Women of the Wall, the feminist women's group with a penchant for provocation at the holy Jerusalem prayer site, is calling on Israeli women to join a new campaign for 'putting tefillin on people' on city streets, this time in the heart of Tel Aviv.
As part of its public attention-drawing activity, Women of the Wall decided to adopt the Chabad model, in which Lubavitch hassidim offer passersby a chance to fulfill the biblical commandment of putting on tefillin. Just that in Women of the Wall's activity the tefillin will be offered to women only.
Women are allowed to don tefillin, but are not obligated to do so, as it is a time-dependent commandment from which women are exempt.
"My sister, did you put on tefillin today? Would you like to enwrap yourself in a tallit?", calls the group's Facebook post announcing the "Tefillin Event" this coming Friday.
Women of the Wall claim they seek to "make religion accessible" to women, saying: "Women of the Wall seek to make religion accessible to women and to allow women to observe the commandments from which they have distanced us for thousands of years."
"On Friday, March 23, we will arrive at the Carmel Market in Tel Aviv and build 2 stalls where we'll allow women to wear a prayer shawl and put on phylacteries, usually for the first time.

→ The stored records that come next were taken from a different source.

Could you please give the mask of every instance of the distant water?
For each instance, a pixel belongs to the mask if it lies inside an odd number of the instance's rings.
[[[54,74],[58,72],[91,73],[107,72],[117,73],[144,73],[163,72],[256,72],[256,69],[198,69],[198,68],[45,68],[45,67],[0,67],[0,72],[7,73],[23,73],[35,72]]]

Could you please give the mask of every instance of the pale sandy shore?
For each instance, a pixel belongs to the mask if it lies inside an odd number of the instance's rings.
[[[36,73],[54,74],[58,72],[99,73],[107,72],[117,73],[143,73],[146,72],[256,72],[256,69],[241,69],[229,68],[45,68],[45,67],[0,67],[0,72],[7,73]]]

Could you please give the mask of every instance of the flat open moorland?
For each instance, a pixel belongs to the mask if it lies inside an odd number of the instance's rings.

"Girls and women who have had the privilege of performing these mitzvot for the first time with us tell us about a powerful spiritual experience. Waiting for you at the entrance to the Carmel Market on Allenby Street."
Women of the Wall describe themselves as having "engaged in a 30 year long struggle to achieve equality for women at the Western Wall," although the Wall Plaza women's prayer area is filled daily by hundreds of women who prefer to pray in their own section, as halakha mandates, and find the Women of the Wall, who arrive there only on the first day of every new Hebrew month, an annoying disturbance.
The group has been careful in the past not to engage in "issues that are outside the purview of our struggle".
Their website once called the Western Wall “the principal symbol of Jewish peoplehood and sovereignty,” and referred positively to “the Jewish people’s return to Jerusalem in 1967.”
However, after being called out by Israeli NGO Mattot Arim for refusing to take part in efforts to oppose last year's UN anti-Kotel resolution, today their website says only: "The Kotel is a central symbol of Jewish unity to Jews around the world."
Mattot Arim had pointed out to WoW that the UNSC Resolution stated that "the UN Security Council does not recognize any changes to the 4 June 1967 lines, including thoe regarding Jerusalem.” This means the UN considers not only Judea and Samaria, but also all of eastern Jerusalem, the Western Wall and the Old City, territory “illegally occupied” by Israel.
WoW said in response that it would not take a stance on the resolution nor join the effort to rescind it. The Women wrote to Mattot Arim that their struggle is “to achieve equality for women” at the Kotel. They said they “choose not to comment on issues which are outside the purview of our struggle” because “our group comprises women of many different political persuasions.”
In a follow-up email, Mattot Arim asked, “Don’t all your members believe that the Kotel is the principal symbol of Jewish sovereignty [as your website says]? Doesn’t the organization have a problem with UNSC 2334’s call to end the Israeli occupation of the Kotel that began in 1967?”
Mattot Arim noted the WoW website said Women of the Wall works to make the Kotel “a holy site where women can pray freely” - whereas UNSC 2334 “calls to revoke the Jewish state’s sovereignty over the Kotel and to make the Kotel a site where no Israelis or visitors to Israel can pray freely, neither women nor men. Is this no cause of concern for your organization?”
WoW remained steadfast in not wanting to join the effort to oppose the UN resolution. Contacted by Arutz-7, WoW said, "Women of the Wall is engaged in a 30 year long struggle to achieve equality for women at the Western Wall. Our group comprises women of many different political persuasions. We respect these differences, and choose not to comment on issues that are outside the purview of our struggle."